Ousted Thai Prime Minister Thaksin Shinawatra will not dare return from exile because he could be assassinated by his opponents, the general who removed him in a bloodless coup last year said on Wednesday.
Army chief Sonthi Boonyaratglin said remarks by Thaksin's lawyer suggesting the former telecommunications tycoon would return to fight graft charges were just a tactic to boost a street campaign against the post-coup, interim government.
"The majority of people still oppose him so if he came back now, in the middle of the crisis, it would put his life in danger," Sonthi told a Bangkok radio station. "It would be very dangerous for him."

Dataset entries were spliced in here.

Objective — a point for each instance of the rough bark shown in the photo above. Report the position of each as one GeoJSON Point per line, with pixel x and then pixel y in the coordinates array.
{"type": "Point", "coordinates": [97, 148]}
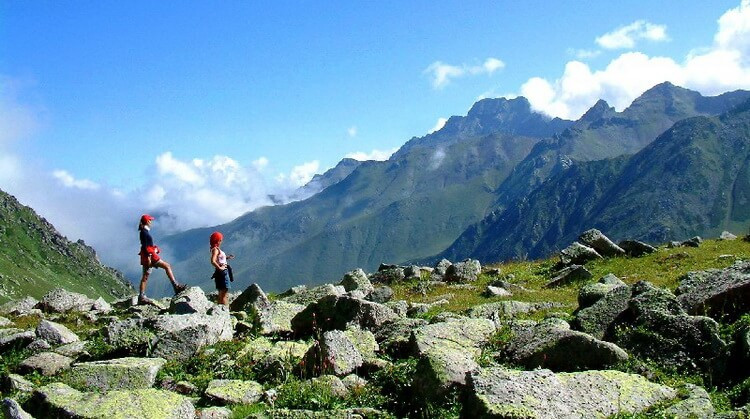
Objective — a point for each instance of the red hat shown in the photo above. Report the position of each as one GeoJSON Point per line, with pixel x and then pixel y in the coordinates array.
{"type": "Point", "coordinates": [215, 238]}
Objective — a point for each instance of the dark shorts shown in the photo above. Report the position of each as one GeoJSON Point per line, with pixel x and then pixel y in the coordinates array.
{"type": "Point", "coordinates": [221, 279]}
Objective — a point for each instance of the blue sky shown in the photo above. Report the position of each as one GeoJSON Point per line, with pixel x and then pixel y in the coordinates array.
{"type": "Point", "coordinates": [178, 106]}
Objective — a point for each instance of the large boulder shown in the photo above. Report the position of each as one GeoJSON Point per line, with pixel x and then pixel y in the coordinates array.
{"type": "Point", "coordinates": [115, 374]}
{"type": "Point", "coordinates": [461, 272]}
{"type": "Point", "coordinates": [551, 344]}
{"type": "Point", "coordinates": [503, 393]}
{"type": "Point", "coordinates": [181, 336]}
{"type": "Point", "coordinates": [234, 391]}
{"type": "Point", "coordinates": [578, 254]}
{"type": "Point", "coordinates": [340, 313]}
{"type": "Point", "coordinates": [60, 400]}
{"type": "Point", "coordinates": [596, 240]}
{"type": "Point", "coordinates": [55, 333]}
{"type": "Point", "coordinates": [719, 293]}
{"type": "Point", "coordinates": [191, 300]}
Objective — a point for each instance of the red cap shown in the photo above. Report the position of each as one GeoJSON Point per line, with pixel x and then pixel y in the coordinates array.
{"type": "Point", "coordinates": [215, 238]}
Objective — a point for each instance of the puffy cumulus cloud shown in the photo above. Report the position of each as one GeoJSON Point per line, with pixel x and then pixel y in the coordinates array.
{"type": "Point", "coordinates": [626, 36]}
{"type": "Point", "coordinates": [442, 73]}
{"type": "Point", "coordinates": [723, 66]}
{"type": "Point", "coordinates": [379, 155]}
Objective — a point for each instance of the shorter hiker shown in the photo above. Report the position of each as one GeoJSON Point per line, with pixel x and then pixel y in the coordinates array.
{"type": "Point", "coordinates": [222, 271]}
{"type": "Point", "coordinates": [150, 259]}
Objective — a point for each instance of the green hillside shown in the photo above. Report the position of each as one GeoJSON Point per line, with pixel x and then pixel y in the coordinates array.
{"type": "Point", "coordinates": [35, 258]}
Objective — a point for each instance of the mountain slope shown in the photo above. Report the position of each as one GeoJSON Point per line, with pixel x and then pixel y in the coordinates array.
{"type": "Point", "coordinates": [35, 258]}
{"type": "Point", "coordinates": [413, 205]}
{"type": "Point", "coordinates": [692, 180]}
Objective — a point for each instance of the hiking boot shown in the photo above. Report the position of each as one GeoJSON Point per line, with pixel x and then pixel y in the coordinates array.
{"type": "Point", "coordinates": [143, 300]}
{"type": "Point", "coordinates": [179, 288]}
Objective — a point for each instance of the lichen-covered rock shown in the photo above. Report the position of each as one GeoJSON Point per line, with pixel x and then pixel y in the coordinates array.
{"type": "Point", "coordinates": [466, 271]}
{"type": "Point", "coordinates": [696, 405]}
{"type": "Point", "coordinates": [46, 363]}
{"type": "Point", "coordinates": [61, 301]}
{"type": "Point", "coordinates": [719, 293]}
{"type": "Point", "coordinates": [340, 313]}
{"type": "Point", "coordinates": [115, 374]}
{"type": "Point", "coordinates": [499, 392]}
{"type": "Point", "coordinates": [635, 248]}
{"type": "Point", "coordinates": [234, 391]}
{"type": "Point", "coordinates": [55, 333]}
{"type": "Point", "coordinates": [191, 300]}
{"type": "Point", "coordinates": [596, 240]}
{"type": "Point", "coordinates": [357, 280]}
{"type": "Point", "coordinates": [60, 400]}
{"type": "Point", "coordinates": [551, 344]}
{"type": "Point", "coordinates": [334, 354]}
{"type": "Point", "coordinates": [578, 254]}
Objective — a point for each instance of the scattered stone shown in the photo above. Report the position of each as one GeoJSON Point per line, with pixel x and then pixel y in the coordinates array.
{"type": "Point", "coordinates": [191, 300]}
{"type": "Point", "coordinates": [115, 374]}
{"type": "Point", "coordinates": [500, 392]}
{"type": "Point", "coordinates": [60, 400]}
{"type": "Point", "coordinates": [569, 274]}
{"type": "Point", "coordinates": [635, 248]}
{"type": "Point", "coordinates": [578, 254]}
{"type": "Point", "coordinates": [594, 239]}
{"type": "Point", "coordinates": [234, 391]}
{"type": "Point", "coordinates": [55, 333]}
{"type": "Point", "coordinates": [46, 363]}
{"type": "Point", "coordinates": [466, 271]}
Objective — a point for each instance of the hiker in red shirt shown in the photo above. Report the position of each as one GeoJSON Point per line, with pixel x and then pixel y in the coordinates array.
{"type": "Point", "coordinates": [150, 259]}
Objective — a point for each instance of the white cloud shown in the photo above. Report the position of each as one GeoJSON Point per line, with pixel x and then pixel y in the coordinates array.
{"type": "Point", "coordinates": [626, 36]}
{"type": "Point", "coordinates": [379, 155]}
{"type": "Point", "coordinates": [443, 73]}
{"type": "Point", "coordinates": [438, 125]}
{"type": "Point", "coordinates": [70, 182]}
{"type": "Point", "coordinates": [723, 66]}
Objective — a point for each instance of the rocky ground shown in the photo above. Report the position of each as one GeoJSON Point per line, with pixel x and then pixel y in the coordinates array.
{"type": "Point", "coordinates": [622, 330]}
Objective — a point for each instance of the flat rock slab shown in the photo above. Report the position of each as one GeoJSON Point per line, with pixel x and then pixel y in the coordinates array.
{"type": "Point", "coordinates": [234, 391]}
{"type": "Point", "coordinates": [60, 400]}
{"type": "Point", "coordinates": [47, 363]}
{"type": "Point", "coordinates": [116, 374]}
{"type": "Point", "coordinates": [499, 392]}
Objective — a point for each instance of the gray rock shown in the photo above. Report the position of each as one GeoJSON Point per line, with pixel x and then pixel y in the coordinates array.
{"type": "Point", "coordinates": [381, 294]}
{"type": "Point", "coordinates": [596, 240]}
{"type": "Point", "coordinates": [19, 307]}
{"type": "Point", "coordinates": [12, 410]}
{"type": "Point", "coordinates": [234, 391]}
{"type": "Point", "coordinates": [191, 300]}
{"type": "Point", "coordinates": [569, 274]}
{"type": "Point", "coordinates": [46, 363]}
{"type": "Point", "coordinates": [719, 293]}
{"type": "Point", "coordinates": [696, 405]}
{"type": "Point", "coordinates": [60, 400]}
{"type": "Point", "coordinates": [357, 280]}
{"type": "Point", "coordinates": [339, 313]}
{"type": "Point", "coordinates": [55, 333]}
{"type": "Point", "coordinates": [499, 392]}
{"type": "Point", "coordinates": [635, 248]}
{"type": "Point", "coordinates": [115, 374]}
{"type": "Point", "coordinates": [466, 271]}
{"type": "Point", "coordinates": [335, 354]}
{"type": "Point", "coordinates": [551, 344]}
{"type": "Point", "coordinates": [578, 254]}
{"type": "Point", "coordinates": [61, 301]}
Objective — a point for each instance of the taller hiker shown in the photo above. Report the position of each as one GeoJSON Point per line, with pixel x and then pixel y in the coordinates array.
{"type": "Point", "coordinates": [150, 259]}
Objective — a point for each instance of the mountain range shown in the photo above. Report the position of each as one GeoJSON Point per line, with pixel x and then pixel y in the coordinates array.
{"type": "Point", "coordinates": [502, 182]}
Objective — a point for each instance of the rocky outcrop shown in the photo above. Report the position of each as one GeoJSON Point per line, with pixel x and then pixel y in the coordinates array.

Although heartened by the government's announcement on Tuesday that Thaksin was free to return, some of his supporters cautioned that it could be a trap to lure him back to Thailand in order to eliminate him. One speaker at a pro-Thaksin rally outside Bangkok's glittering Grand Palace even alluded to Philippine opposition leader Ninoy Aquino, shot dead at Manila airport in 1983 on returning from exile.
In Bangkok's feverish political atmosphere, anything is starting to look possible. The stock market closed down 2.3 percent at a two-week low amid a slew of rumours, including the army launching another coup against itself or imposing a curfew to prevent a long-running pro-Thaksin demonstration in the capital getting out of hand.

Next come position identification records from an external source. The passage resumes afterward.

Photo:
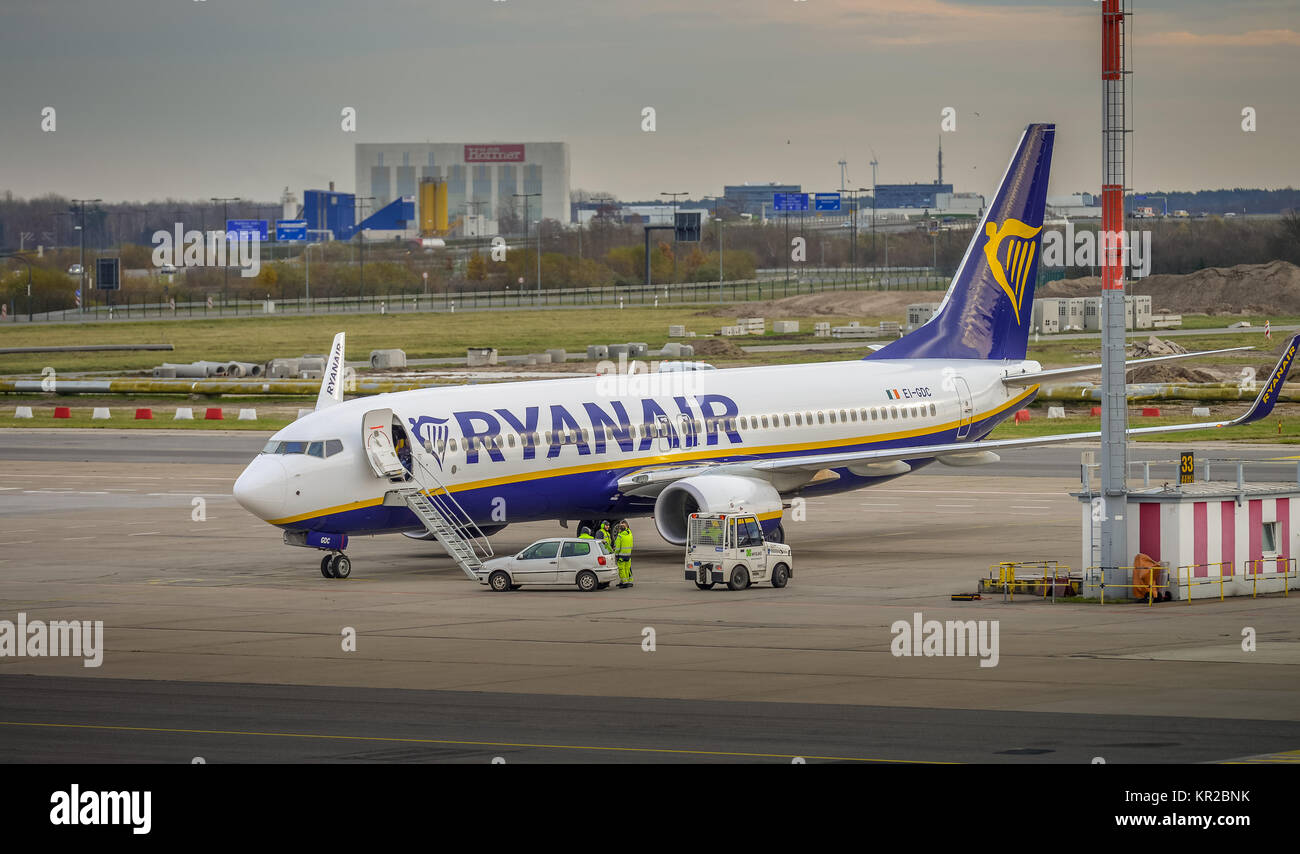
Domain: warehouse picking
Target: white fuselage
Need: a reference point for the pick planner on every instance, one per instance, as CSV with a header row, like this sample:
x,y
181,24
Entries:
x,y
555,449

"There were rumours all around the market, from a possible second coup to an announcement of martial law," Tisco Securities analyst Viwat Techapoonpol said. "Foreign investors were selling due to concerns about the use of martial law."
Assurances from the Council for National Security (CNS), as the coup leaders call themselves, that they were not about to move against the pro-Thaksin demonstration of only a few hundred people failed to calm investors and bolster the index.

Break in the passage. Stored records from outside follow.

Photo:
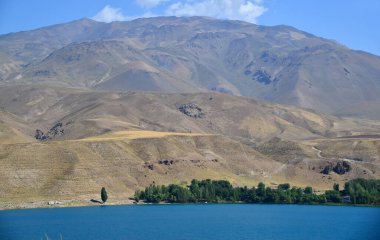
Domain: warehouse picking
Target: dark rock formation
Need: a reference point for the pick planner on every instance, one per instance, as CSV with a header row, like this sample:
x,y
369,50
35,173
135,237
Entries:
x,y
339,168
166,162
342,167
39,135
191,110
56,130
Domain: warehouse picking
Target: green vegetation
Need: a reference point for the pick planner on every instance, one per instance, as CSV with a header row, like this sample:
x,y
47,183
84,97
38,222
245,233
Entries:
x,y
362,191
359,191
103,194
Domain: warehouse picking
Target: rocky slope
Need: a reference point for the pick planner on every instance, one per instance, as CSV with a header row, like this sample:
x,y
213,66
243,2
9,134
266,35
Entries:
x,y
127,140
170,54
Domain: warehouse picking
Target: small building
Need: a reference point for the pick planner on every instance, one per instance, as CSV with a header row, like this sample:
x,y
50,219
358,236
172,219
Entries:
x,y
346,199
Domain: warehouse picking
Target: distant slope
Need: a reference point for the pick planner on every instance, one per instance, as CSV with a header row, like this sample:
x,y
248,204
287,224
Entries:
x,y
127,140
280,63
86,113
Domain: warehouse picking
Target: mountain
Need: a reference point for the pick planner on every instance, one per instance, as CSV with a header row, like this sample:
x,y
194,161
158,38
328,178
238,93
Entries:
x,y
60,143
197,54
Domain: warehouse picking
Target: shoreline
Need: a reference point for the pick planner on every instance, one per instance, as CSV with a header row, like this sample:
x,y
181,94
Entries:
x,y
74,204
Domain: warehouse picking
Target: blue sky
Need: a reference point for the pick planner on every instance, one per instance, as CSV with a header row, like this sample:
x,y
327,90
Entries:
x,y
350,22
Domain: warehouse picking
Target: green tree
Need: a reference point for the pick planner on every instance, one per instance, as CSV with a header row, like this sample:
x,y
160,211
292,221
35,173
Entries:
x,y
336,187
308,190
103,194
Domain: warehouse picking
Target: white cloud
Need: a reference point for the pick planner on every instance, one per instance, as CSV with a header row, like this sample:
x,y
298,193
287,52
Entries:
x,y
110,14
246,10
150,3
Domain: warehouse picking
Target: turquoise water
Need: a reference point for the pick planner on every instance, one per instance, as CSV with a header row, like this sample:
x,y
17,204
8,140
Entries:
x,y
208,221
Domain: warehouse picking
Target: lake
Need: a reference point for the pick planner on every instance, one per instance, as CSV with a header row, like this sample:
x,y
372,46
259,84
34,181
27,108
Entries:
x,y
207,221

"The rally is not escalating to violence yet," CNS spokesman Colonel Sunsern Kaewkumnerd told Reuters. "Bangkok is not under martial law so we cannot impose curfews."
The political temperature has risen sharply since Monday, when an Asset Examination Committee appointed after the coup ordered domestic banks to freeze $1.5 billion of assets held in 21 domestic accounts by Thaksin and his wife.
Lawyer Noppadon Pattama said Thaksin, who was in New York at the time of the September 19 coup and now lives in London, might return sooner than originally planned to try to clear his name and get his money back.
Changing a long-held stance that Thaksin should not return until after elections slated for December, interim Prime Minister Surayud Chulanont said he was free to come back whenever he wished. Surayud also gave a personal guarantee of his safety.